No ensino básico e secundário, a grande prioridade imediata deveria ser a recuperação da qualidade das aprendizagens que todas as avaliações internacionais mostram estar em perda. Tudo indica que as reversões e as “inovações” dos últimos 8 anos causaram danos que têm de ser recuperados. Agora, terá de se encontrar o caminho da recuperação com a mínima alteração regulamentar de programas e processos de avaliação externa (exames). A recuperação do impacto da pandemia em alguns grupos será já demasiado tardia, mas há necessidades permanentes de reforço do acompanhamento dos alunos com maiores dificuldades e será mais eficaz trabalhar com turmas maiores canalizando os recursos humanos dispensados para acorrer a esta carência. A recuperação da paz laboral é mais difícil. O pedido de “recuperação do tempo perdido” pelos professores durante a intervenção da Troika é compreensível, mas o seu custo em salários e, ainda mais, em reformas a cargo da Caixa Geral de Aposentações, tem claramente assustado os últimos governos. E a concessão desta pretensão irá também reforçar os pedidos de outras categorias profissionais, começando pela saúde e pela defesa e segurança.

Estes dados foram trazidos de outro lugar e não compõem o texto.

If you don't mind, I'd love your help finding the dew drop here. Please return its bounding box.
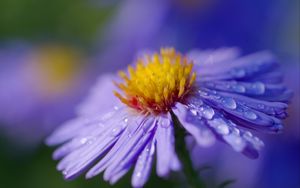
[211,118,229,135]
[244,111,257,120]
[190,109,198,116]
[232,85,246,93]
[80,137,88,144]
[257,104,265,110]
[222,97,237,110]
[202,108,215,119]
[252,82,265,94]
[231,69,246,78]
[160,118,170,128]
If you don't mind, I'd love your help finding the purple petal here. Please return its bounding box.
[131,139,155,187]
[173,103,215,147]
[155,114,180,177]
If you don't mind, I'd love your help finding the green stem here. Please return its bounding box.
[172,113,205,188]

4. As prioridades na Educação, pós 18 anos
No pós-18 anos só o ensino superior está sob a tutela do MECI, embora a fronteira entre o ensino superior e algum tipo de formação profissional se tenha esbatido nos últimos anos. Tem sido notada a injustiça social de canalizar mais financiamento público para os jovens que optam pelo ensino superior do que para aqueles que optam pela entrada imediata no mercado de trabalho. E uma política de imigração terá de atender também às necessidades de educação e de formação profissional dos imigrantes que na maioria são relativamente jovens. Na transição para a educação superior, estão abertas três opções, um curso TeSP (técnico superior profissional), uma licenciatura politécnica ou uma licenciatura universitária (inserida num mestrado integrado em alguns poucos casos). A diferenciação entre as licenciaturas universitárias e as politécnicas é pouco percebida por estudantes e empregadores, ainda que haja grandes diferenças porque diferentes são os candidatos que as escolhem. Os cursos TeSP deveriam ser vistos como uma via de entrada mais rápida no mercado de trabalho, mas são geralmente tratados como uma via adicional de acesso a licenciatura para candidatos que não atingiram o padrão escolar exigido.

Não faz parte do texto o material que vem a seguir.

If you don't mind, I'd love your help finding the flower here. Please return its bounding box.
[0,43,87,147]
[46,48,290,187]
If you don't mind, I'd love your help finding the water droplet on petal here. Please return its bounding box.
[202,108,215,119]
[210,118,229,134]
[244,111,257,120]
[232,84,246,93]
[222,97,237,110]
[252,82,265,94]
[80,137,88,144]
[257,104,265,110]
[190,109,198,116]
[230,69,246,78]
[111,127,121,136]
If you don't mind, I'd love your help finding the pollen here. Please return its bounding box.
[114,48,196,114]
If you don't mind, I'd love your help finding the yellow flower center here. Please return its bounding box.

A universidade do ancien régime era uma escola de formação de profissionais (Direito Canónico e Civil, Teologia, Medicina, ...). Na transição decorrente da Revolução Francesa, afirmaram-se duas vias. Na Alemanha, Humboldt protagoniza a construção da universidade de investigação que lhe dará a liderança científica e industrial até à 2ª Guerra e é também adotada nas grandes universidades americanas que tomam a liderança depois da Guerra. Na França, Napoleão está mais preocupado com os profissionais necessários à guerra e ao progresso material e as Grandes Écoles de engenharia mantêm até hoje um enorme prestígio social e impõem uma fortíssima seleção académica no acesso. Portugal seguiu, também nesta área, a cultura francesa, mas com um discurso intelectual de universidade – Torre de Marfim onde se cultivaria o conhecimento, independentemente da sua utilidade e da sorte dos graduados. Este discurso não se coaduna com a realidade, especialmente depois de adotarmos a chamada universalização do acesso ao ensino superior com mais de 50% da coorte jovem. Há geralmente acordo quanto à necessidade de oferecer um ensino superior muito diversificado, mas a realidade regulamentar aponta no sentido inverso. O grande desígnio desta legislatura deveria ser a criação de incentivos à diferenciação real dos percursos educativos e de uma maior transparência para que as famílias e os empregadores compreendam os objetivos e a utilidade profissional desses percursos educativos. Sim, o país precisa de uma forte estrutura científica, mas não pode esquecer o encaminhamento profissional da maioria dos estudantes do ensino superior.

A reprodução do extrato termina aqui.